What does it mean for two ideals to coincide locally on a Zariski open subset? Let $R$ be a Noetherian ring and $I,J$ $R$-ideals. Write
$I^{\left<J\right>}=\bigcup\limits_{n\geq1}(I:J^n)$, where $(I:J^n)=\{r\in R\mid rJ^n\subset I\}$. Show $I^{\left<J\right>}$ is the unique largest $R$-ideal that coincides with $I$ locally on the open set $\operatorname{Spec}(R)\setminus V(J)$
where $\operatorname{Spec}(R)$ is the set of all prime ideals of $R$ with the Zariski topology and $V(J)$ is the set of all prime ideals containing $J$.

My question is what it means for two ideals to coincide locally on a Zariski open subset?

 A: Let $U = \operatorname{Spec} R \setminus V(J)$. I’m guessing that means that for every $\mathfrak p ∈ U$, the localizations of these ideals at $\mathfrak p$ coincide, that is to say $I_{\mathfrak p} = I^{⟨J⟩}_{\mathfrak p}$. At least that’s what is true, if I have checked correctly.

 $I^{⟨J⟩}$ does locally coincide with $I$ in this way:
 
*
 
* Obviously, $I ⊆ I^{⟨J⟩}$, so $I_{\mathfrak p} ⊆ I^{⟨J⟩}_{\mathfrak p}$ for all $\mathfrak p ∈ U$.
 
*Let $\mathfrak p ∈ U$. Then $\mathfrak p \not ⊇ J$, so there is some $c ∈ R\setminus \mathfrak p$ with $c ∈ J$. Hence for all $r ∈ I^{⟨J⟩}$ there is some $n ∈ ℕ$ with $rc^n ∈ I$ and so for any $s ∈ R\setminus \mathfrak p$, you have $r/s = rc^n/sc^n ∈ I_\mathfrak p$, so $I^{⟨J⟩}_{\mathfrak p} ⊆ I_{\mathfrak p}$.
 

I also tried checking that it’s the largest ideal, but I haven’t succeeded. But that wasn’t the question anyway, now was it?
A: $I^{\left<J\right>}$ is the unique largest $R$-ideal that coincides with $I$ locally on the open set $\mathrm{Spec}(R)\setminus V(J)$.
Proof.
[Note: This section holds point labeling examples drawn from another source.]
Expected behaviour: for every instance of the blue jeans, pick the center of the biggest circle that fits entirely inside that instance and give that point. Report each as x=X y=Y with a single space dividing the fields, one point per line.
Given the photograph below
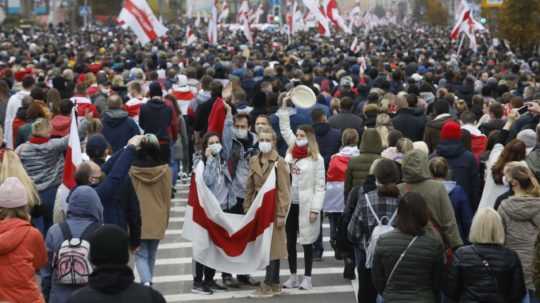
x=145 y=259
x=530 y=297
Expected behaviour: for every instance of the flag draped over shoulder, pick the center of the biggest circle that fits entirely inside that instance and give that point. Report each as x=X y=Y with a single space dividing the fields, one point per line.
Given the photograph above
x=230 y=243
x=139 y=17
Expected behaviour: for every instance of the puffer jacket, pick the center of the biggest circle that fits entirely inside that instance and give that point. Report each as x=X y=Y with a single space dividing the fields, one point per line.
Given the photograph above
x=358 y=169
x=417 y=277
x=417 y=178
x=521 y=218
x=469 y=281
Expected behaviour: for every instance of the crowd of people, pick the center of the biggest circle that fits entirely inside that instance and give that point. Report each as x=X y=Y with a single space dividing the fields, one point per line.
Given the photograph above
x=425 y=163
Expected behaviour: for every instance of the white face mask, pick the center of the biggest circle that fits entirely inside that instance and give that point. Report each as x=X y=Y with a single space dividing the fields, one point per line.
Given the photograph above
x=215 y=148
x=301 y=142
x=240 y=133
x=265 y=147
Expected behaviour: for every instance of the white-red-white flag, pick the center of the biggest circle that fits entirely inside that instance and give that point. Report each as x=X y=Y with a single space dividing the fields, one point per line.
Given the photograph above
x=212 y=25
x=224 y=12
x=332 y=12
x=232 y=243
x=139 y=17
x=319 y=13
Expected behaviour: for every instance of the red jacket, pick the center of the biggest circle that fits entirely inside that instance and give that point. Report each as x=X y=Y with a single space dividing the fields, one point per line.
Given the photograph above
x=22 y=254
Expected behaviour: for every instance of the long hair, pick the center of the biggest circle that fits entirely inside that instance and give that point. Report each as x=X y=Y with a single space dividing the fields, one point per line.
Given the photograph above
x=313 y=147
x=515 y=150
x=11 y=166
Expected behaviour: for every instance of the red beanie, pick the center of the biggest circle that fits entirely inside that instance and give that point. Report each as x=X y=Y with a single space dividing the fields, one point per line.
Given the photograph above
x=451 y=130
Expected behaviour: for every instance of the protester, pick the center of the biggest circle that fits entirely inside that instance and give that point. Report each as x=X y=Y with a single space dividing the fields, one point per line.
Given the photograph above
x=260 y=167
x=22 y=249
x=151 y=181
x=112 y=279
x=307 y=190
x=408 y=264
x=486 y=270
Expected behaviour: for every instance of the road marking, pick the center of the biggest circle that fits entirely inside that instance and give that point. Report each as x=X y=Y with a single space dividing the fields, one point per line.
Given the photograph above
x=245 y=293
x=189 y=260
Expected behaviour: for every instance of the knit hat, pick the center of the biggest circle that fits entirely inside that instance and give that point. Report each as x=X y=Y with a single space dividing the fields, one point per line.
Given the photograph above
x=155 y=90
x=109 y=245
x=451 y=130
x=96 y=146
x=13 y=194
x=527 y=136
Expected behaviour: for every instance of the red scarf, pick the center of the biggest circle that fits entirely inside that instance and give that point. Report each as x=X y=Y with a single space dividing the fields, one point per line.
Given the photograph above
x=299 y=153
x=39 y=140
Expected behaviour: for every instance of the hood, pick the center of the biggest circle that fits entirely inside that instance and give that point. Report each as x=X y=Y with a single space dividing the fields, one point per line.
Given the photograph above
x=114 y=117
x=371 y=142
x=521 y=208
x=203 y=96
x=61 y=123
x=349 y=151
x=415 y=167
x=12 y=233
x=111 y=279
x=449 y=185
x=321 y=129
x=450 y=148
x=84 y=203
x=149 y=175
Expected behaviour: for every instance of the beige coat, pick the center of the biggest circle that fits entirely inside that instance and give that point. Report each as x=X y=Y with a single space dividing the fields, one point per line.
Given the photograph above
x=153 y=188
x=259 y=169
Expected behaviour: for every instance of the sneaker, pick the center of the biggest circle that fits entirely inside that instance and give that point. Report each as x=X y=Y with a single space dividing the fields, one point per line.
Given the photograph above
x=306 y=284
x=276 y=289
x=215 y=286
x=263 y=291
x=292 y=282
x=201 y=288
x=248 y=281
x=230 y=282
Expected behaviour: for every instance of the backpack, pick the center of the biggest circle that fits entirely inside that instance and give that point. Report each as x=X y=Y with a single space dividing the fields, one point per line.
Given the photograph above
x=379 y=230
x=71 y=264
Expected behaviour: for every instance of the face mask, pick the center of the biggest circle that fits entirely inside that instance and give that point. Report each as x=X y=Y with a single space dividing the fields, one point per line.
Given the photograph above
x=240 y=133
x=215 y=148
x=301 y=142
x=265 y=147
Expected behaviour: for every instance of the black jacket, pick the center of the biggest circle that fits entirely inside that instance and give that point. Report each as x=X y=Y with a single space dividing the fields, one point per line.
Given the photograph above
x=155 y=118
x=115 y=284
x=410 y=123
x=469 y=280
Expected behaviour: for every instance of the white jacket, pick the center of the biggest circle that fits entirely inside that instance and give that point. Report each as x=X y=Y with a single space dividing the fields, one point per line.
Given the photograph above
x=311 y=183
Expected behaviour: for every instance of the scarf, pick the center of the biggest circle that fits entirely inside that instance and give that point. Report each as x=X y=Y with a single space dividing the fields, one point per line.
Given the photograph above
x=299 y=153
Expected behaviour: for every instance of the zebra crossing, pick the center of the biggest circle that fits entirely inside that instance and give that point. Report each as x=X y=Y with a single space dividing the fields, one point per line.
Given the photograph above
x=173 y=271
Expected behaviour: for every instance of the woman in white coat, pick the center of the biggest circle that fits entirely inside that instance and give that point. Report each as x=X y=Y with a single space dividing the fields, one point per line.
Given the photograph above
x=308 y=188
Since $R$ is Noetherian $I$ has a primary decomposition, $I=\bigcap\limits_{i=1}^{m}q_{i}$ with $q_i$ being $p_i$-primary. Then $$I^{\left<J\right>}=
\bigcup\limits_{n≥1}^{}(\bigcap\limits_{i=1}^{m}q_{i}:J^n)=
\bigcup\limits_{n≥1}^{}\bigcap\limits_{i=1}^{m}(q_{i}:J^n)=
\bigcap\limits_{i=1}^{m}\bigcup\limits_{n≥1}^{}(q_{i}:J^n)=
\bigcap\limits_{i=1}^{m}{q_i}^{\left<J\right>}=\bigcap\limits_{J\not\subset p_i}^{}q_i.$$ (The second equality from Exercise 1.12, the last equality from generalized Lemma 4.4 in Introduction to Commutative Algebra by M.F. Atiyah, I.G. Macdonald)
Let $K$ be an $R$-ideal that coincides with $I$ locally on the open set $\mathrm{Spec}(R)\setminus V(J)$. Take a primary decomposition of $K=\bigcap\limits_{i=1}^{l}s_{i}$. For every $p_j\in\{p_1,...,p_m\}$ with $J\not\subset p_j$, $K_{p_j}=(\bigcap\limits_{i=1}^{l}s_{i})_{p_j}=I_{p_j}=(\bigcap\limits_{J\not\subset p_i}^{}q_i)_{p_j}$. Then since the localization preserves intersections and the primary ideals in a localization are in one-to-one correspondence with the primary ideals of $R$ which don't meet the multiplicative closed subset (Proposition 3.11, 4.8 in the book above), for $q_t\subseteq p_j$, $\bigcap q_t$ is the intersection of some $s_i$. Then $$\{q_i\mid q_i\text{ is } p_i\text{-primary and } J\not\subset p_i \text{ for } i=1,2,...,m\}\subseteq\{s_1,...,s_l\}.$$ So $K\subseteq I^{\left<J\right>}$ and $I^{\left<J\right>}$ is the unique largest such ideal.